March 2009
More apologies for taking so long between posts, I will try to do better.
Quickly with the work update. I am working on a project to help teachers and students think differently about science by training them as science journalists. We have a grant that gives a pilot group of hs and ms teachers and students the technology, training, and access to expertise for them to create short media products explaining how science connects to everyday life. This pilot project will focus on virology and we have partnered with 8 outstanding virology research projects throughout the University of Nebraska system.
Amongst the many challenges is working on a project that I was not involved in the design phase. I believe very strongly that any kind of learning activity has to start with the learners, and I am a big proponent of scenario-based design. This project started with what resources do we have and what can we do not what will students do in a class. The result is that all of the partners and modules are oriented around the production of media and the quality of the product, and not the experience of learners in a classroom. These are not mutually exclusive perspectives but their different orientations require different questions at different times. As this project goes forward, my role is increasingly to ask the question: What are students actually going to do? What are they actually supposed to learn?
Kids: Of course I love them but man, the past few weeks have been really hard.Here are some good things first: Micah’s logic, math, and reading skills are amazing and improving rapidaly. He and I have been playing backgammon recently and he understands the math and is getting better every time at the strategy. He also is getting great at understanding orders of magnitude and has a sense of the difference of ten, hundred, thousand, million, etc. Wow! His reading is also amazing, I overheard him reading out loud ot himself from a Richrd Scarry book the other night; he paused looked up at me I looked at him, and then he kept going.
Noemi is learning how to write her name and loves everything about letters. She is also coming up with more and more complex stories all on her own including one about a cat that sneaks into her brain and steals letters until she is able to thrown him out of the house. She and I spend a lot of time together and she is great at giving spontaneous hugs and kisses, it is wonderful.

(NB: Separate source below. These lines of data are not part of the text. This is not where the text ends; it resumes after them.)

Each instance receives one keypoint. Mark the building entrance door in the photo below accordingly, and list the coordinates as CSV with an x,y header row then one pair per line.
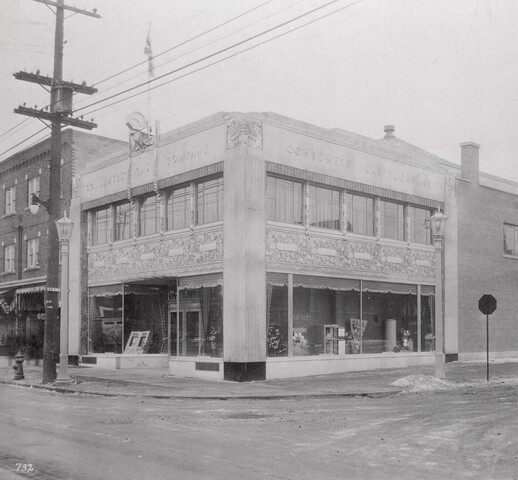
x,y
186,333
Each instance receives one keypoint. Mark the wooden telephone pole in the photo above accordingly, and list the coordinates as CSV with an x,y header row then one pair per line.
x,y
61,94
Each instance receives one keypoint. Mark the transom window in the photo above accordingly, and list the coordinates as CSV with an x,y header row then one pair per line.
x,y
392,220
9,258
510,239
122,221
33,252
148,215
360,214
100,220
325,207
284,200
10,200
179,208
419,233
209,201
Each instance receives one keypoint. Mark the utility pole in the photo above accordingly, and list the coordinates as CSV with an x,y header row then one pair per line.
x,y
61,94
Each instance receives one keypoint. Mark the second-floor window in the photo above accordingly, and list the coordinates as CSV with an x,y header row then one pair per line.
x,y
510,239
360,214
179,208
392,219
100,221
325,207
148,215
122,221
284,200
9,258
419,232
10,200
209,201
33,253
33,187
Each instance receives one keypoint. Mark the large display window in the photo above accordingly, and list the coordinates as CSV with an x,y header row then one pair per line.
x,y
116,311
332,316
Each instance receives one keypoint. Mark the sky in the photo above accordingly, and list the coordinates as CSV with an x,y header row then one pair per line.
x,y
443,72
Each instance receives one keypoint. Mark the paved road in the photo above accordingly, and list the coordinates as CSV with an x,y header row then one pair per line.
x,y
462,433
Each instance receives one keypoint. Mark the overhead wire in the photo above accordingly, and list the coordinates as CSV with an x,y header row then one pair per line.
x,y
155,56
253,37
210,64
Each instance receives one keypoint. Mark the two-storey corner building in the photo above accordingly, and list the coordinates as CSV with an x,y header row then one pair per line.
x,y
252,246
23,236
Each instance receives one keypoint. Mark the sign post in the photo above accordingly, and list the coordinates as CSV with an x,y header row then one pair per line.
x,y
487,305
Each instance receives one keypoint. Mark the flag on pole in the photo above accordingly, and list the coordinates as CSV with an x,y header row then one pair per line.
x,y
149,52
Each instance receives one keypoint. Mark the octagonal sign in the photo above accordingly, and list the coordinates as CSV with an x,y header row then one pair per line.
x,y
487,304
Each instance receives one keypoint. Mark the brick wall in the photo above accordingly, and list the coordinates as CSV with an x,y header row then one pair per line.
x,y
484,269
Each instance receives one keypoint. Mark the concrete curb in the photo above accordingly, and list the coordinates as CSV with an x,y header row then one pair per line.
x,y
284,396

On to the stuff that therapists dreams and livelihoods are made of: I actually had the first “Daddy I wish you were dead” yesterday when we were walking home from school. Micah has been thinking and talking about death a lot so I know it is on his mind; I told him “I know you are old enough to understand what that means, so think very hard if you really mean that or if you are just angry” He clammed up and didn’t talk for awhile then seemed to get past it when he saw Sarah coming up the street to meet us. Hearing that was hard; even if I take in the context of a young kid going through a rough period of time and fully confident that he doesn’t mean it. Still hard to hear.

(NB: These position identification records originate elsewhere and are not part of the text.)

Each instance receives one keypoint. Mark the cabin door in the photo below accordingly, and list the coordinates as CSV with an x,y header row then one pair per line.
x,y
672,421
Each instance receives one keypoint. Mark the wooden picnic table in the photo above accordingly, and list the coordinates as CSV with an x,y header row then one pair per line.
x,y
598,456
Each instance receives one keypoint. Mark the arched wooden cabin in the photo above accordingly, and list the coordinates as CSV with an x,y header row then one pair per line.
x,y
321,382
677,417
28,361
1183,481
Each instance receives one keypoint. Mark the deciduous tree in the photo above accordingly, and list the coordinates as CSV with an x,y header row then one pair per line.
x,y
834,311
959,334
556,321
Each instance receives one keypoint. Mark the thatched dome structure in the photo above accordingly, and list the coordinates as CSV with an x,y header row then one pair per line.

Noemi flipped the stubborn switch a few weeks ago and is now adamant about everything that hers is the only way and hers is the only voice. It used to take quite a bit for her to meltdown and now she seems to hit that melt down phase alarmingly fast. My memories – and admittedly already they are fried – are that Noemi certainly went through mood swings but they were so much more gradual and she was often open to persuasion or even outright bribes before resorting to confrontation. Wow.
So we’re hopeful that both of the kids are working their way through phases and that we as parents are also adjusting to the people they are becoming not who we think they were or should be.
I feel your pain with the parenting obstacles. It’s so hard to be alone with kids all day, they really abuse the ones they love sometimes. Ian is in a very “I hate you” phase any time I make him do horrible things like pick up his room. Micah will appreciate you 25 years from now when he becomes a father (talk about delayed gratification!).